Komisi Tiga DPRD Minta Pelaku Usaha Restauran Jujur

detakbanten.com TIGARAKSA -- Pendapatan asli daerah ( PAD) yang bersumber dari pajak bumi dan bangunan ( PBB) dan Bea perolehan atas hak tanah dan bangunan ( BPHTB) serta pajak non PBB dan BPHTB menjadi sumber penghasilan yang akan menjadi modal bagi pembangunan di kabupaten Tangerang.

" Semua pelaku usaha harus jujur, karena pajak merupakan modal bagi pembangunan dan kesejahteraan warga kabupaten Tangerang"terang Ketua Komisi III DPRD Kabupaten Tangerang Imam Turmudzi, kepada Detak Banten, Kamis (14/01/2021).

Imam mengatakan, meski secara akumulasi target pajak tahun 2020 ditengah pandemi Covid 19, targetnya tercapai, namun tetap saja Bapenda harus melakukan terobosan serta formulasi, agar seluruh pelaku usaha jujur dan taat pajak.

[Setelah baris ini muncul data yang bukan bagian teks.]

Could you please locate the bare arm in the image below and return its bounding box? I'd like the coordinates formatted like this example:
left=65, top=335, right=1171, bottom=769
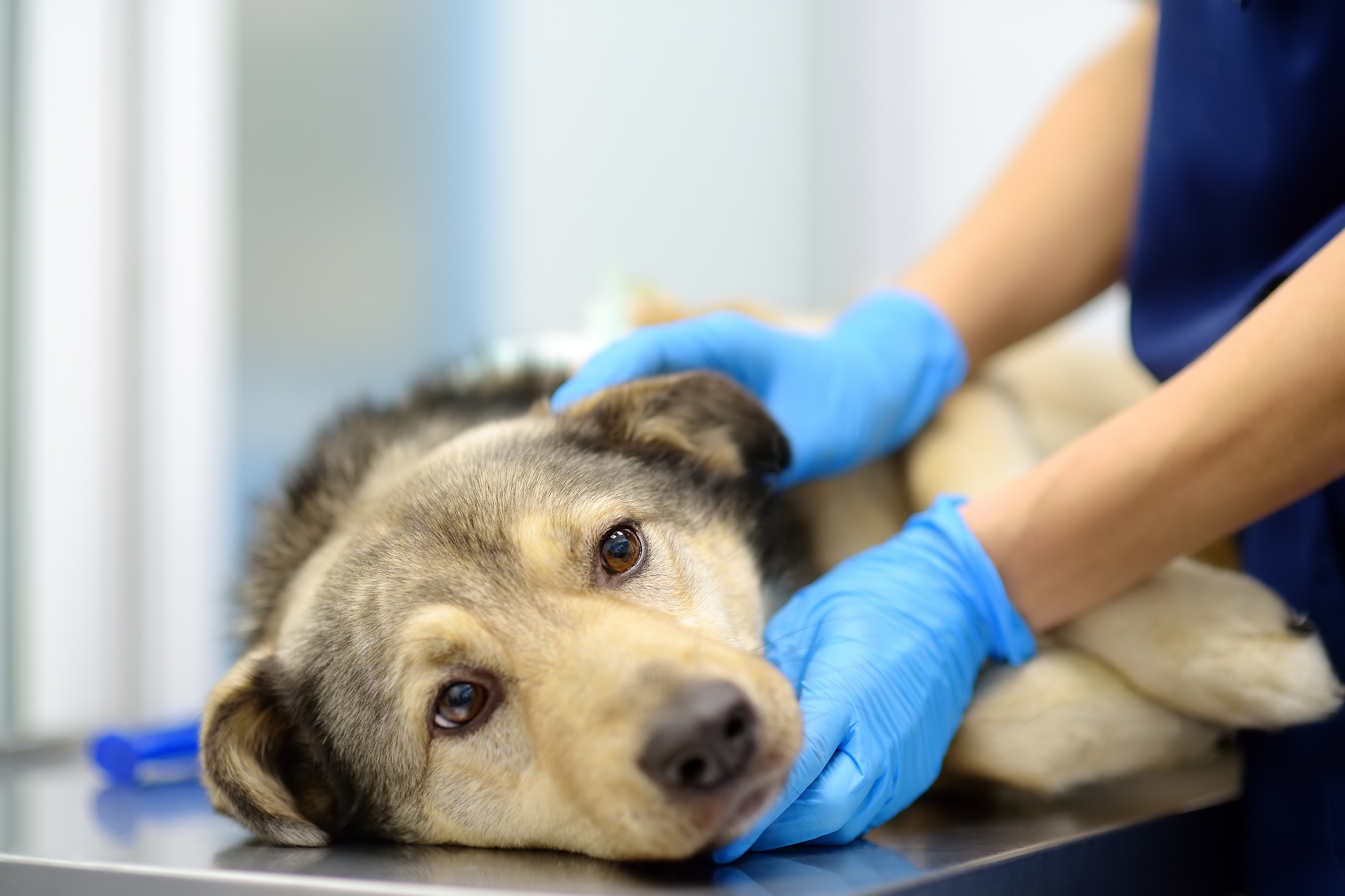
left=901, top=7, right=1158, bottom=364
left=963, top=234, right=1345, bottom=631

" Bapenda harus memaksimalkan penggunaan taping bok, atau alat perekam data, yang dipasang di server atau aplikasi kasir restoran atau rumah makan"terang Politisi Partai Gerindra.

Imam yang juga putra asli Curug ini pun berharap agar Bapenda terus mengoptimalkan alat taping bok tersebut, karena wajib pajak tidak akan bisa berbohong jika terus dilakukan pemantauan oleh Bapenda.

" Kalau saja ada warung makan atau restoran tidak jujur atau sekarep dewek, pemerintah punya kewenangan untuk membeli sanksi tegas kepada pelaku usaha,"terangnya.